This page is about an organic rose care calendar guide with information about rose bush care per season.
Here is a great rose caring tip from a Rosarian: During the rose's first year, deadhead the flowers as usual, but don't remove any leaves.
Prune Roses. Late winter or early spring is the time to do the annual major pruning and shaping. (But not for old once-blooming roses, summer prune after flowering only).
Apply a good Rose Fertilizer and add a 2-3 inch layer of mulch.
Deep water your roses at least once or twice a week with a good soaking (about 5 gallons per plant, per week). More often if the weather is dry and/or hot.
Maintain and replenish mulch around the base of the plants to retain soil moisture. Fertilize every 3-4 weeks,
or after flower flushes.
Clear debris and fallen leaves around the roses. Do NOT prune.
Before the ground freezes, but after a good frost, deep water the rose for one last soak, so it goes into cold winter weather well hydrated.
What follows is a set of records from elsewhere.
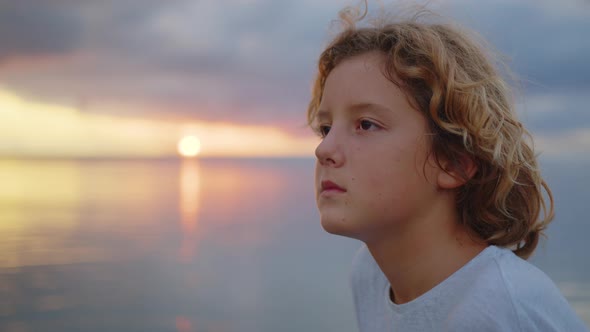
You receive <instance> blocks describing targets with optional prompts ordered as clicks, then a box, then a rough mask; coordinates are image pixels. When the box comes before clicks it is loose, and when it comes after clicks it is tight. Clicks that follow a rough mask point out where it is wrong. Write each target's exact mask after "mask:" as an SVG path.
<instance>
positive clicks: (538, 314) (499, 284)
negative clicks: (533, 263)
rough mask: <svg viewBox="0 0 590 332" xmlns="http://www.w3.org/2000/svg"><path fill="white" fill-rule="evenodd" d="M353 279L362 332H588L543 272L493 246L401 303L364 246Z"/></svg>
mask: <svg viewBox="0 0 590 332" xmlns="http://www.w3.org/2000/svg"><path fill="white" fill-rule="evenodd" d="M351 282H352V291H353V297H354V304H355V309H356V317H357V322H358V326H359V330H360V331H361V332H373V331H374V332H384V331H403V332H412V331H416V332H427V331H436V332H440V331H480V332H485V331H517V332H525V331H526V332H528V331H556V332H557V331H559V332H563V331H568V332H577V331H588V329H587V327H585V325H584V323H582V321H581V320H580V318H579V317H577V316H576V314H575V313H574V311H573V309H572V308H571V306H570V305H569V304H568V302H567V301H566V300H565V298H564V297H563V296H562V295H561V293H560V292H559V290H558V289H557V287H556V286H555V284H554V283H553V282H552V281H551V279H549V277H547V275H545V273H543V272H542V271H541V270H539V269H537V268H536V267H535V266H533V265H532V264H530V263H529V262H527V261H525V260H523V259H521V258H519V257H518V256H516V255H515V254H514V253H513V252H512V251H510V250H508V249H503V248H499V247H496V246H489V247H487V248H486V249H484V250H483V251H482V252H481V253H480V254H479V255H477V256H476V257H475V258H473V259H472V260H471V261H469V262H468V263H467V264H466V265H465V266H463V267H462V268H461V269H459V270H458V271H456V272H455V273H454V274H452V275H451V276H450V277H448V278H447V279H446V280H444V281H443V282H441V283H440V284H438V285H437V286H435V287H434V288H432V289H431V290H429V291H428V292H426V293H425V294H422V295H421V296H420V297H418V298H416V299H414V300H412V301H410V302H408V303H404V304H400V305H398V304H395V303H393V302H392V301H391V300H390V297H389V289H390V285H389V281H388V280H387V278H386V277H385V275H384V274H383V272H382V271H381V269H379V266H378V265H377V263H376V262H375V260H374V259H373V257H372V256H371V253H370V252H369V250H368V249H367V247H366V246H364V245H363V247H361V248H360V249H359V251H358V253H357V255H356V256H355V259H354V261H353V264H352V274H351Z"/></svg>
When caring for rose bushes during fall, you can spray with an antidessicant to seal in moisture and help minimize
the damage that comes from "freeze thaw cycles" that will come.
You need to protect your roses that grow where temperatures drop a lot below freezing and provide special care.
Caring for rose bushes during harsh winters can be challenging, so don't try to grow noisette's or hybrid tea roses in cold climate zones.
Some hardy varieties such as the Canadian Explorer series, and
Buck's roses are extremely cold hardy, and do not need a lot of protection during winter.
However, it's always a good idea to add a 3 inch layer, or more, of mulch around the roses, to prevent winter-heaving out of the ground.
In areas where winter tempratures drop well below zero, it will take extra effort to protect them. Use appropriate wraps especially made for roses.
It goes without saying that that you should only grow those cultivars that are adapted to your climate.
Let the rose bush harden off and become used to the cold weather by exposing it to about two weeks of below freezing temperatures.
Then winterize your roses by covering them with mulch (about 18 inches) and other potective coverings (available at garden centers).
Be sure to bury the graft union. Spray with dormant oils and fungicides if necessary, to kill off any over-wintering fungus spores.